If you believe in that sort of thing, which I do, the three Guella sisters – Enea, Elia and Nores – are back together again. The two older siblings probably greeted the youngest by handing her a Johnnie Walker Scotch whisky on the rocks and offering her a seat at a low-stakes poker game, already in progress, of course.

“Sit down, Nores. Eat something,” Enea, the oldest would say.

“About time you got here,” I can hear my mother, Elia, add.

Then, Nores would for the first time say up there what she had always said to her most beloved on earth: “A**hole.”

God, I loved that woman.

Last week, Aunt Nores fell trying to get out of bed. This was after she took a fall in August, fracturing her shoulder and pelvis. She ended up in the hospital and then a rehab facility.

Despite all of that, “the ol’ gray mare,” as she liked to call herself, was on the mend, surprisingly mobile using a walker and eating like there was no tomorrow.

Then, things began to change last weekend. She mostly just slept and wouldn’t eat.

On Sunday, her family called in hospice care. They rented a hospital bed. Nurses were on call. But Aunt Nores was restless and agitated and couldn’t sleep. The morphine drops gently placed under her tongue calmed her down, but not enough.

She wasn’t happy. She was ready to go. It was time.

Her children, Christine, Jack, and Jack’s wife, Debbie, had shared her care over the past few months. They knew she was not long for this world, but I don’t think they thought it would be Monday.

Neither did I.

On Monday at 7:49 p.m, I group-texted them to say I was thinking about Aunt Nores and wondered if she was able to talk on the phone. She wasn’t.
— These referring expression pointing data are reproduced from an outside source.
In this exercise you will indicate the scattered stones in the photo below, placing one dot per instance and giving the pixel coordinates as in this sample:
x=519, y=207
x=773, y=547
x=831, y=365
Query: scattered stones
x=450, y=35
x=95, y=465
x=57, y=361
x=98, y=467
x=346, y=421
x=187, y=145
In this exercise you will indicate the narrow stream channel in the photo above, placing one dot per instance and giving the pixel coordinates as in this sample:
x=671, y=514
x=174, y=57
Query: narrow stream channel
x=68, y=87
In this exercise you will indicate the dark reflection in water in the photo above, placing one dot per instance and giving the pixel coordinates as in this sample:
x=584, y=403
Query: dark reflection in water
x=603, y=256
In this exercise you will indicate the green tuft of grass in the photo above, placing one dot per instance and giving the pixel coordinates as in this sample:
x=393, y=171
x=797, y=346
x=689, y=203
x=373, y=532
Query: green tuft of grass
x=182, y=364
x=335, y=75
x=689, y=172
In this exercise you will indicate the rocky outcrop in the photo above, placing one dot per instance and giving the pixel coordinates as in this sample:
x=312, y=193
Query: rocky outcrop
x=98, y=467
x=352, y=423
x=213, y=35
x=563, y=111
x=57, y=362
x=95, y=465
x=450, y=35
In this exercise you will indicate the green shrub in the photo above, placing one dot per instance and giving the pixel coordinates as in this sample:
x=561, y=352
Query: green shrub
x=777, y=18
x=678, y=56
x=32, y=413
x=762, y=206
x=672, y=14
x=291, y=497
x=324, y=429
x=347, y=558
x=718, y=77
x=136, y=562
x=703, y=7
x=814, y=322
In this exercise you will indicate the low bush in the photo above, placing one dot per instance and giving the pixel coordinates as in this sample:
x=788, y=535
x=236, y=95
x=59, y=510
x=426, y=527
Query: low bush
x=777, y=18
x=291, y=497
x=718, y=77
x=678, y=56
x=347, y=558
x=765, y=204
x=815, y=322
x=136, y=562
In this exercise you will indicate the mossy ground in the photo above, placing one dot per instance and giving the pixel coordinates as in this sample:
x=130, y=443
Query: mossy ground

“We’re hanging in there,” my cousin Chris texted back at 8:13. “Mom’s sleeping all the time. Pretty out of it. Not eating or drinking. Just trying to keep her comfortable.”

It was a familiar sentiment that my sisters and I felt when our parents, both under hospice care toward the end, were on their way out.

At 8:22, I texted my cousins back: “Got it. Please give her a kiss from me and tell her she was my favorite – and the coolest Guella sister.”

I added a smooch with a red heart emoji.

About an hour later, at 9:27 p.m. to be exact, my cousin Chris called.

“She’s gone.”

Even when you know it’s coming, death surprises.

The last one. Our family’s matriarch. Gone.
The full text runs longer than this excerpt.